There has been much written about why culture change is hard; from Psychology Today to Forbes. To make change easier, businesses need to make the change less painful or uncomfortable. While it may seem like technology is part of the problem, the reality is that in today’s business world technology can accelerate cultural change.

Three Ways a Good MES Can Promote Culture Change

When you expect people to change the way they work such as moving from a fixed assembly line approach for manufacturing to a more agile and adaptive work cell approach, as many companies do when adopting Industry 4.0, you often need people to be capable of performing more than a single repetitive task. 

One way a good Manufacturing Execution System (MES) helps facilitate this behavioral change, and the underlying cultural shift is by removing some of the fear of making a mistake by providing step-by-step instructions. This fear can be further subsided with visual imagery on how to do tasks. When people know that there is guidance available, within the application, they are far more willing to try to be more flexible. Not having to reveal their inexperience or hesitancy by asking another person for assistance, the in-app assistance empowers greater confidence.

A second way a good MES promotes cultural change is by solidifying and standardizing best practices. The ability to take the best practice that works in one area or plant and move it elsewhere in the organization is fundamental to creating a culture of continuous improvement. By establishing work instructions and processes in the original process design and then capturing enhancements as practices in the field during actual deployment, the MES software helps to ensure that all users are part of the same continuous improvement cycle. 

The key to making this part of the culture, however, is that the MES must have a quick way to capture, approve, and disseminate changes across the platform. This includes approval cycles that are quick while changes are properly vetted and all corresponding safety and regulatory requirements are still supported.

The third way a good MES fosters cultural change is through its user interface.  Manufacturing is facing a labor crisis as fewer millennial and Gen Z workers see manufacturing as an attractive career.  One of the reasons for this has been manufacturing’s reliance on older technology and rigid user interfaces. 

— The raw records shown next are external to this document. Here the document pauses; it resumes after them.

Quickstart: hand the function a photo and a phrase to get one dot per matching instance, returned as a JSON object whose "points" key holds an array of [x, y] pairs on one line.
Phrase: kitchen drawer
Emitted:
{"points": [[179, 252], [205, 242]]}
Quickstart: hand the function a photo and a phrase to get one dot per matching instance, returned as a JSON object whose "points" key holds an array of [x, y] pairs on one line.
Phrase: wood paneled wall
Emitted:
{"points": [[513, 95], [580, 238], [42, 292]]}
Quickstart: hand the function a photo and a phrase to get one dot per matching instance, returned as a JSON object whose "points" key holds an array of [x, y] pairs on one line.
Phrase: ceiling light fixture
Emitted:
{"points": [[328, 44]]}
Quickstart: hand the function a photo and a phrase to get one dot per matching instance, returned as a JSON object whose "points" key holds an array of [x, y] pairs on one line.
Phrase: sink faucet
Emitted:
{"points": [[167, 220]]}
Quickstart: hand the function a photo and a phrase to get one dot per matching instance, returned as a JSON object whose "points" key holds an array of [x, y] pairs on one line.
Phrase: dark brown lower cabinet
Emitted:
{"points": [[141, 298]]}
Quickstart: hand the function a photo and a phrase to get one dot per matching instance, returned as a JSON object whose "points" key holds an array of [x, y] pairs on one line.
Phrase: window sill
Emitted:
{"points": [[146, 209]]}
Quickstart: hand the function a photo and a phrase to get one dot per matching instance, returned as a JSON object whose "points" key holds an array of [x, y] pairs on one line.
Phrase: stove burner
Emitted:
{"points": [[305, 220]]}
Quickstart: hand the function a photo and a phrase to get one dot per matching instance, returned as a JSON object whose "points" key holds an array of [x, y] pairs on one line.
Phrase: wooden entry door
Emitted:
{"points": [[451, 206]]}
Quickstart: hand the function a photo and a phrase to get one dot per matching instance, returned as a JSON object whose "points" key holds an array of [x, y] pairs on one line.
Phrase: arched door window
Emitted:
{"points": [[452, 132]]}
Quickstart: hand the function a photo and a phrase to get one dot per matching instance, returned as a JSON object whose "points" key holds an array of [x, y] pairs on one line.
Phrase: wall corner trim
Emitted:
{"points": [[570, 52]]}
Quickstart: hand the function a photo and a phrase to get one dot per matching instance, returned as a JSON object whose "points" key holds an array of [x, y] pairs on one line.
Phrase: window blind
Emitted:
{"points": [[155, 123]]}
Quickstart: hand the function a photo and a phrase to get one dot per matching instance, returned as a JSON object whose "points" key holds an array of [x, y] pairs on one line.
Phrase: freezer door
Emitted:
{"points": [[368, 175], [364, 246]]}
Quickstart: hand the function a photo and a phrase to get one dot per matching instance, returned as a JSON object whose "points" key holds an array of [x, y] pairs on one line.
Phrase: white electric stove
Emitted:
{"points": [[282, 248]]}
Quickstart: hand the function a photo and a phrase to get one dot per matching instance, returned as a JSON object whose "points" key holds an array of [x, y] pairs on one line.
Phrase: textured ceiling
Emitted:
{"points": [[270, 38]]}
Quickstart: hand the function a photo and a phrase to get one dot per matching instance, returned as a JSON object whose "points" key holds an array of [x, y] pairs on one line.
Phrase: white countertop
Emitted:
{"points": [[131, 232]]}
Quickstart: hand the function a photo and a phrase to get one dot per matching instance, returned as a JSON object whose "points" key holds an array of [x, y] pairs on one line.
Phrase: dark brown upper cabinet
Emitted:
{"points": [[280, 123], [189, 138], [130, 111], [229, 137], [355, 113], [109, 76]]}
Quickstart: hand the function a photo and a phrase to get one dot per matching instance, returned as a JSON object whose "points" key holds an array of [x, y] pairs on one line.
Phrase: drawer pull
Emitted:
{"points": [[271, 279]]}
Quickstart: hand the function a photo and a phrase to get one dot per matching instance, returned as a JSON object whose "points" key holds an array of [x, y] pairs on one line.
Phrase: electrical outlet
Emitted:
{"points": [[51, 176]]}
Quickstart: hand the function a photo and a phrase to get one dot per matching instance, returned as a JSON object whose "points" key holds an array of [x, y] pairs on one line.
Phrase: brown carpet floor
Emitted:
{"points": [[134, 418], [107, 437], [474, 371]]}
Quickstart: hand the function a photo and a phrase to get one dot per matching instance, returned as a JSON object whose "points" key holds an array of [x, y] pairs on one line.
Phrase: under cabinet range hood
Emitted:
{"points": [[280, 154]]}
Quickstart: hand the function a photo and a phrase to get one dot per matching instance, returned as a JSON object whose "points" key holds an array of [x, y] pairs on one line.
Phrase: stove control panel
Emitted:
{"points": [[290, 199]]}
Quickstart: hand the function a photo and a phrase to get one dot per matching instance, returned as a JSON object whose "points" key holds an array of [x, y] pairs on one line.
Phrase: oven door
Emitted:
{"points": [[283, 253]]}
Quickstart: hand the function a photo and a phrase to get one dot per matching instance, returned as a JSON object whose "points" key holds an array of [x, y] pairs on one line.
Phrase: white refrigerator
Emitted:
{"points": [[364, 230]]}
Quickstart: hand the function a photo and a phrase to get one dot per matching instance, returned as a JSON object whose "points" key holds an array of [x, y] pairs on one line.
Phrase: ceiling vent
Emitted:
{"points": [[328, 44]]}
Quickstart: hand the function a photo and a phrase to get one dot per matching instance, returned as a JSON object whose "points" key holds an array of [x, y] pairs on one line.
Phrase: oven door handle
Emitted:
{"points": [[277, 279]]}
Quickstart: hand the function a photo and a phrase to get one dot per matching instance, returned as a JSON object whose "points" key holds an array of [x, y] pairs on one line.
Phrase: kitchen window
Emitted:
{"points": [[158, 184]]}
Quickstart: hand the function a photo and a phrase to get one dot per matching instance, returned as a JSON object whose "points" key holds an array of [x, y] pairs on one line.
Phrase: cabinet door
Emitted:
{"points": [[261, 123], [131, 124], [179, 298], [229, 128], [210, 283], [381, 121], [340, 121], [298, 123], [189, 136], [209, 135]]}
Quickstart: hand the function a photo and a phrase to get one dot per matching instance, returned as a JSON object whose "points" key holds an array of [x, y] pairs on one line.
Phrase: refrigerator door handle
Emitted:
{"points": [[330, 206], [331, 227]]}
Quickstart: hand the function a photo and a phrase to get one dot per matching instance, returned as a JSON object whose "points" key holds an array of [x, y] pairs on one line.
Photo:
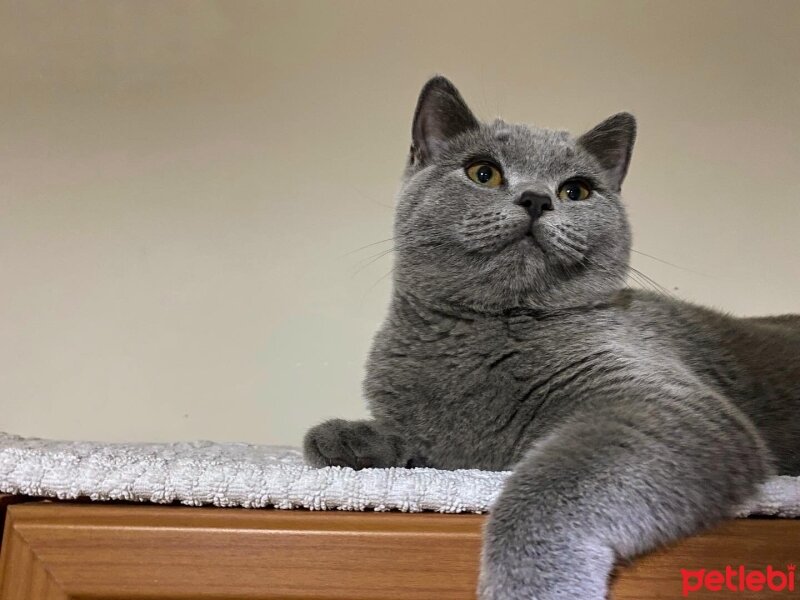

Modern MES solutions provide a user experience (UX) that more closely resembles what the digital natives in the Gen Y/Z workforce use in their everyday lives on their smart devices. A modern MES supports smartphones, tablets, and other interfaces to present information in a visual, easy to consume format. And this must be done in an architecture that can support new technologies now emerging as mainstream, including Augmented and Assisted Reality (AR/VR) displays, that will attract a culturally different workforce.

 

Learn more here: Why So Many Manufacturers are Unprepared for Digital Transformation in 2021

 

Cultural change is key to successful Digital Transformation. So too are the systems that collect and distribute information quickly that enable a digital enterprise. Investing in a modern MES can be a powerful part of driving that change and bringing this vision to reality.